En l’état de ces éléments, les époux [M] échouent à rapporter la preuve d’un trouble manifestement illicite ou d’un dommage imminent justifiant leur demande de démolition de la construction édifiée sur le toit-terrasse de l’appelant.
La cour confirme l’ordonnance de référé attaquée en ce qu’elle a rejeté la demande des époux [M] tendant à voir démolir la construction édifiée sur le toit-terrasse de M. [R].
Sur les autres demandes':
Les époux [M] prétendent que les travaux entrepris par leur voisin les a privé de la jouissance paisible de leur lot à raison essentiellement de la vue créée. Or, en l’absence de preuve d’un trouble manifestement illicite ou d’un dommage imminent, les époux [M] échouent nécessairement à rapporter la preuve du préjudice dont ils réclament l’indemnisation.
Dès lors, la cour confirme l’ordonnance de référé attaquée en ce qu’elle a rejeté la demande de dommages et intérêts des époux [M].
Les époux [M] succombant, la cour infirme la décision déférée qui a condamné M. [R] aux dépens et à payer aux époux [M] la somme de 800 € sur le fondement de l’article 700 du Code de procédure civile.
Statuant à nouveau et y ajoutant, la cour condamne les époux [M] aux dépens de première instance et d’appel, avec droit de recouvrement direct au profit de la SCP Baufume-Sourbe, avocat sur son affirmation de droit.
La Cour condamne également les époux [M] à payer à M. [R] la somme de 2'000 € sur le fondement de l’article 700 du Code de procédure civile pour l’indemnisation des frais irrépétibles exposés en première instance et en appel.
PAR CES MOTIFS
La cour,
Infirme l’ordonnance de référé rendue le 13 avril 2023 par la Présidente du Tribunal Judiciaire de Saint-Étienne en ce qu’elle a':
Condamné M. [Z] [R] à procéder à la démolition du mur maçonné et de la fenêtre ouvrante qu’il a construit en façade du bâtiment A, et au rétablissement du mur en pavés de verre et du vitrage préexistants, et ce dans un délai de un mois à compter de la signification de la présente décision,
Dit que cette condamnation sera assortie d’une astreinte de 10 € par jour de retard pendant trois mois, passé le délai d’un mois,
Condamné M. [Z] [R] à payer à Mme [K] [L] épouse [M] et M. [S] [M] la somme de 800€ au titre de l’article 700 du Code de procédure civile,
Condamné M. [Z] [R] aux dépens, comprenant le coût du procès-verbal de constat d’huissier, avec distraction au profit de Maître [N].

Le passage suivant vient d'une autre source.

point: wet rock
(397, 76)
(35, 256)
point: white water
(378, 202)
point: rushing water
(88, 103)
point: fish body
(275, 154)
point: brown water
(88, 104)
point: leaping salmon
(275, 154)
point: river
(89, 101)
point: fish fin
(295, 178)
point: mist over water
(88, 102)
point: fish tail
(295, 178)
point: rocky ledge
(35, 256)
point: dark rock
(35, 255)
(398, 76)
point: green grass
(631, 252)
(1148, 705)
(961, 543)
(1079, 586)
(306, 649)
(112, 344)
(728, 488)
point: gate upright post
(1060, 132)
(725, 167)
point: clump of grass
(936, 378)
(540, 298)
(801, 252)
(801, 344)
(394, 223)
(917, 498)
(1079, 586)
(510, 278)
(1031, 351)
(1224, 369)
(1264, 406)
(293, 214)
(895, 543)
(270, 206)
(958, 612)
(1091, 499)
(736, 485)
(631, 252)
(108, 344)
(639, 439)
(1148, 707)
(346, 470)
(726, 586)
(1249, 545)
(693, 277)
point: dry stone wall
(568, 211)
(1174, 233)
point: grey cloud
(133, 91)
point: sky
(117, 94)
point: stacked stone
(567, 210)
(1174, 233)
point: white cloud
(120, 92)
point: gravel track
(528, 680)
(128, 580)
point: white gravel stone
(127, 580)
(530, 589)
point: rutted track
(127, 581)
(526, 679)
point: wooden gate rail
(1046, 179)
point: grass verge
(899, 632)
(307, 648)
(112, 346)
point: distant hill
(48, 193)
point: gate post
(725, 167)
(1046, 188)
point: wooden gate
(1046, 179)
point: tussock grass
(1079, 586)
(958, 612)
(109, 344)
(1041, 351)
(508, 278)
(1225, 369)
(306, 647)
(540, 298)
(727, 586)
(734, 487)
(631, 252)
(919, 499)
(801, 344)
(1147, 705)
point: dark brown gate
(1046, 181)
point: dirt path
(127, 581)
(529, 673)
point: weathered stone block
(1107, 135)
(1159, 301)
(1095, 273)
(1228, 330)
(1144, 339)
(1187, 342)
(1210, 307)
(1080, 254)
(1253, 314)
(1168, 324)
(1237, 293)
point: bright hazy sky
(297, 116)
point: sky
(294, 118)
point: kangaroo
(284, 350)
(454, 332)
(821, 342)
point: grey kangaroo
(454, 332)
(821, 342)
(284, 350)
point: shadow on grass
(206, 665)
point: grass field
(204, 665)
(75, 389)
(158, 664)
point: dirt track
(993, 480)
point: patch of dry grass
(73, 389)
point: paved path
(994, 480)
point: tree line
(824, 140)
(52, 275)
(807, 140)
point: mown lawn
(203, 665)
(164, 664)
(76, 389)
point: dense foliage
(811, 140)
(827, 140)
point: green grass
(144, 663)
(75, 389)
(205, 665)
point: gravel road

Confirme l’ordonnance de référé rendue le 13 avril 2023 par la Présidente du Tribunal Judiciaire de Saint-Étienne pour le surplus, soit en ce qu’elle a rejeté les demandes de M. [S] [M] et Mme [K] [L] son épouse en condamnation de M. [Z] [R], d’une part, à procéder à la démolition de toutes construction édifié sur la toiture du bâtiment A et d’autre part, à payer une provision à valoir sur l’indemnisation de leur préjudice,
Statuant à nouveau,
Rejette la demande de M. [S] [M] et Mme [K] [L] son épouse tendant à voir condamné M. [Z] [R] à procéder à la démolition du mur maçonné et de la fenêtre ouvrante qu’il a construit en façade du bâtiment A, et au rétablissement du mur en pavés de verre et du vitrage préexistants, et ce dans un délai de un mois à compter de la signification de la présente décision, assortie d’une astreinte,
Condamne in solidum M. [S] [M] et Mme [K] [L] son épouse, aux dépens de première instance,
Y ajoutant,
Condamne in solidum M. [S] [M] et Mme [K] [L] son épouse, aux dépens d’appel, avec droit de recouvrement direct au profit de la SCP Baufume-Sourbe, avocat sur son affirmation de droit,
Condamne in solidum M. [S] [M] et Mme [K] [L] son épouse à payer à M. [Z] [R] la somme de 2'000 € sur le fondement de l’article 700 du Code de procédure civile.